Si los impuestos reforzaran la oferta de capital de préstamo a costa de la oferta de capital riesgo, harían caer en tipo bruto de interés del mercado y, al mismo tiempo, al aumentar la participación del capital tomado prestado frente a la de capital societario en la estructura de empresas y corporaciones, harían que la inversión en préstamos fuera más incierta.
El hecho de que un capitalista por lo general no concentre sus inversiones, tanto en acciones comunes como en préstamos, en una empresa o en rama de negocios, sino que prefiera extender sus fondos entre diversas clases de inversión, no sugiere que quiera reducir su “riesgo de apuesta”. Quiere aumentar sus posibilidades de obtener ganancias.
Nadie entre en ninguna inversión si no espera hacer una buena inversión. Nadie elige deliberadamente una mala inversión. Solo la aparición de condiciones no previstas correctamente por el inversor es lo que convierte una inversión en una mala inversión.

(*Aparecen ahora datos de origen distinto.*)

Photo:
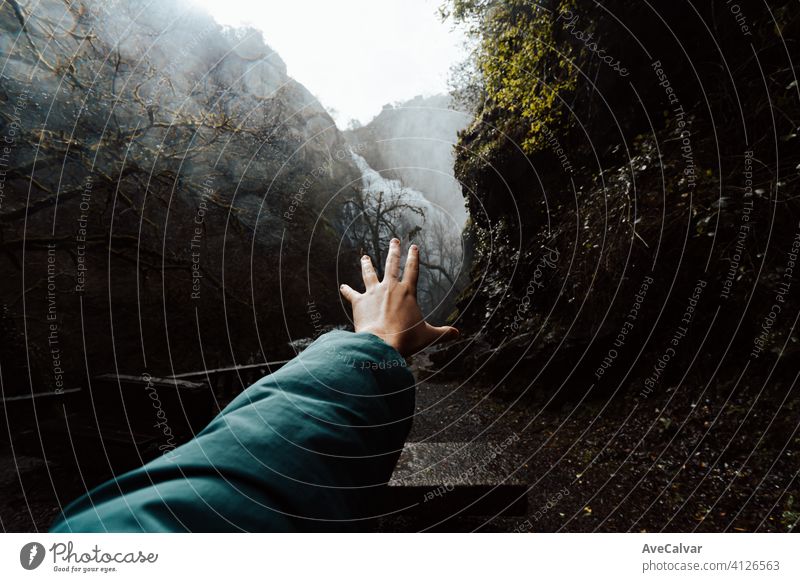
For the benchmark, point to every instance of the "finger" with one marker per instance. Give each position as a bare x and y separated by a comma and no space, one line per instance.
368,272
349,293
411,272
392,271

Como se ha señalado, no puede haber un capital no invertido.[2] El capitalista no es libre para elegir entre inversión y no inversión. Tampoco es libre para desviarse en la elección de sus inversiones en bienes de capital de las líneas de lo determinado por lo más urgente entre los deseos aún no satisfechos de los consumidores. Debe tratar de prever correctamente estos futuros deseos. Los impuestos pueden reducir la cantidad bienes disponibles de capital al producir consumo de capital. Pero no restringen el empleo de todos los bienes disponibles de capital.[3]
Con un peso excesivo de los tipos impositivos de la renta y los inmuebles para los muy ricos, un capitalista puede considerar más aconsejable mantener todos sus fondos en efectivo o en cuentas bancarias que no produzcan ningún interés. Consumo parte de su capital, no paga ningún impuesto de la renta y reduce el impuesto de sucesiones que tengan que pagar sus herederos. Pero incluso aunque la gente actuara así, su conducta no afecta al empleo del capital disponible. Afecta a los precios. Pero ningún bien de capital permanece sin inversión debido a ello. Y el funcionamiento del mercado impulsa las inversiones en esas líneas en las que se espera que satisfaga las demanda más urgente aún sin satisfacer del público comprador.

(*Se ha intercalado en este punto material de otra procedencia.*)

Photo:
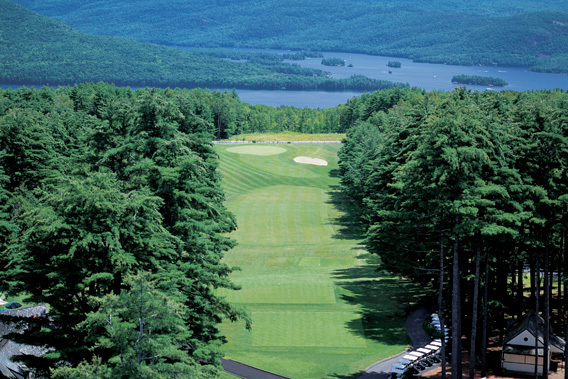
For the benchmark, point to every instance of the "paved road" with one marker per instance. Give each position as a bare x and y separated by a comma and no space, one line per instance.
248,372
418,337
379,370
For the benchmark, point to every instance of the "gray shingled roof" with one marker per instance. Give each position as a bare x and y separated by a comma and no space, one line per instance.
8,349
536,329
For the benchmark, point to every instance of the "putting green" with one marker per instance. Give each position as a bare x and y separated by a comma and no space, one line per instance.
257,150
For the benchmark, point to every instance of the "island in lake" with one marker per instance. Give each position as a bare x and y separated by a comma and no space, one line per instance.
333,62
395,64
479,80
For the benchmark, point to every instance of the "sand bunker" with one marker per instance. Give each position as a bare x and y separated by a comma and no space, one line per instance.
308,160
257,150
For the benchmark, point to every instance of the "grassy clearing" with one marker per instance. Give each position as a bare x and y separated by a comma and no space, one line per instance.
287,137
318,308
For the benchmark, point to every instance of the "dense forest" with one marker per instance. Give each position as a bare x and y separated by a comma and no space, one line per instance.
479,80
37,50
467,191
107,192
525,33
112,213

Publicado originalmente el 4 de mayo de 2016. Traducido del inglés por Mariano Bas Uribe. El artículo original se encuentra aquí.
[1] Cf. A.B. Lerner, The Economics of Control, Principles of Welfare Economic (New York, 1944), pp. 539-540.
[2] Cf. antes, pp. 521-523.
[3] Al usar la expresión “bienes disponibles de capital”, debería darse la consideración debida al problema de la convertibilidad.